Measurement of Friction Coefficient Between Shoe Sole and Floor Surface during Walking Using Sensor Shoe System

Abstract

Slip-related falls accounts for approximately 25% of falling accidents in work places. Therefore, it is required to know the places in workplace where floor friction is low. Because slip-related falls are likely to occur on icy road surfaces in winter, we aimed to investigate the friction coefficient between a shoe and icy surface using a sensor shoe system in which miniature tri-axial force sensors and inertial measurement units (IMUs) are installed in the outsole. Four tri-axial force sensors were place on the heel, ball, hypothenar, and toe positions, and two IMU were installed on the rear and fore foot parts. An adult male participant was asked to take a step forward with his right foot wearing the sensor shoe system on the icy surface of ice-skating link. The environmental temperature and relative humidity were 2.5℃ and 55%RH, respectively, and temperature of the ice surface was -4.2℃. The step length was 0.6 m or 0. 8 m.

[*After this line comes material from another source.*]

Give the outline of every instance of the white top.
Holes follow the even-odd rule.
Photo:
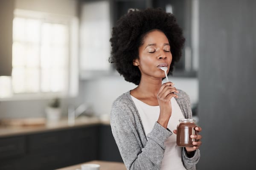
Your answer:
[[[160,108],[159,106],[149,105],[131,96],[139,111],[148,139],[148,134],[152,130],[155,122],[158,119]],[[167,128],[172,131],[177,129],[179,119],[184,119],[184,117],[174,97],[171,99],[171,102],[172,111]],[[161,165],[161,170],[186,170],[181,160],[182,147],[178,147],[176,144],[176,135],[174,133],[171,135],[164,142],[164,144],[166,148]]]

The sliding velocity and distance were estimated by integral of acceleration data obtained from IMUs. The friction coefficient at each force sensor position was calculated from the normal and horizontal forces obtained by each force sensor. The results indicated that the peak sliding velocity and sliding distance were not affected by the step length condition. The friction coefficient at the heel and hypothenar was lower than that at the ball and exhibited low values less than 0.1 or 0.05, which was related to large normal force at these locations.